Why Our Children’s Future No Longer Looks So Bright
A specter haunts America: downward mobility. Every generation, we believe, should live better than its predecessor. By and large, Americans still embrace that promise. A Pew survey earlier this year found that 48 percent of respondents felt that their children’s living standards would exceed their own. Although that’s down from 61 percent in 2002, it’s on a par with the mid-1990s. But these expectations could be dashed. For young Americans, the future could be dimmer.
Along with jobs, the 2012 presidential election could be fought over this issue. “Can the Middle Class Be Saved?” worried a recent cover story in the Atlantic. Pessimism rises with schooling. In the Pew poll, 54 percent of respondents with a high-school diploma or less felt their children would do better; only 35 percent of graduate school alums agreed. “A kind of depression has set in,” writes Washington Post columnist Richard Cohen. “We’ve lost our mojo, our groove.”
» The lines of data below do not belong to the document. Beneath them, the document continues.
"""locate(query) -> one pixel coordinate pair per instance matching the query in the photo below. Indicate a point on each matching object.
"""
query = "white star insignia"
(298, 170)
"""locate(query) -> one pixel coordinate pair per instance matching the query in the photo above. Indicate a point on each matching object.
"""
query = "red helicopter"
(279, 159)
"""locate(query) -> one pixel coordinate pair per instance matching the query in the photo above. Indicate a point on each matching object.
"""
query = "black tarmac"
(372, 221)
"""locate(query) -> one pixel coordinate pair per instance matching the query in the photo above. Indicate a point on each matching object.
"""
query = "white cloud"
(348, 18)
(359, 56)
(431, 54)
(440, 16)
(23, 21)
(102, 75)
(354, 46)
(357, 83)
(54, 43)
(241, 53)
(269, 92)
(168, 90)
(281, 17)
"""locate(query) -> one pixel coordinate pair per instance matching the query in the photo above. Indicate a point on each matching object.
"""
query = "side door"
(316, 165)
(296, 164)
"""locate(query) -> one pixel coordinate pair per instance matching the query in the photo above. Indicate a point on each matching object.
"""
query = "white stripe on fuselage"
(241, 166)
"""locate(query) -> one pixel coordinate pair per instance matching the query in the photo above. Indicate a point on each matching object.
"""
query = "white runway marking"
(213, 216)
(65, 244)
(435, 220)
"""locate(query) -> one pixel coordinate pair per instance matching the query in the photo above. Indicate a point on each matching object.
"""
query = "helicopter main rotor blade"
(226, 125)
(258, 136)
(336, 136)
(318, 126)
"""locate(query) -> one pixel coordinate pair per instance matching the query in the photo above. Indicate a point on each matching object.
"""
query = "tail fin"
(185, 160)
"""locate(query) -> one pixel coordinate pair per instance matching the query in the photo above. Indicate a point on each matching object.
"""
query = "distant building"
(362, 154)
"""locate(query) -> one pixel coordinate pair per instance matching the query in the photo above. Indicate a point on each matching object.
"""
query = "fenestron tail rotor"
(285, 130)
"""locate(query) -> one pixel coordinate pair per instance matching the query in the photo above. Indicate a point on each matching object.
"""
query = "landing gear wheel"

America is a competitive society. It’s not guaranteed that children achieve their parents’ relative economic status: The children of parents in the richest 20 percent won’t automatically stay in the richest 20 percent. Some children advance; some fall. But if overall incomes are rising, even those who don’t advance relatively often have higher absolute incomes than their parents. Studies by the Pew Economic Mobility Project confirm this. Two-thirds of Americans have higher incomes than their parents; half of those either ranked in the same spot of the economic distribution as their parents or lower.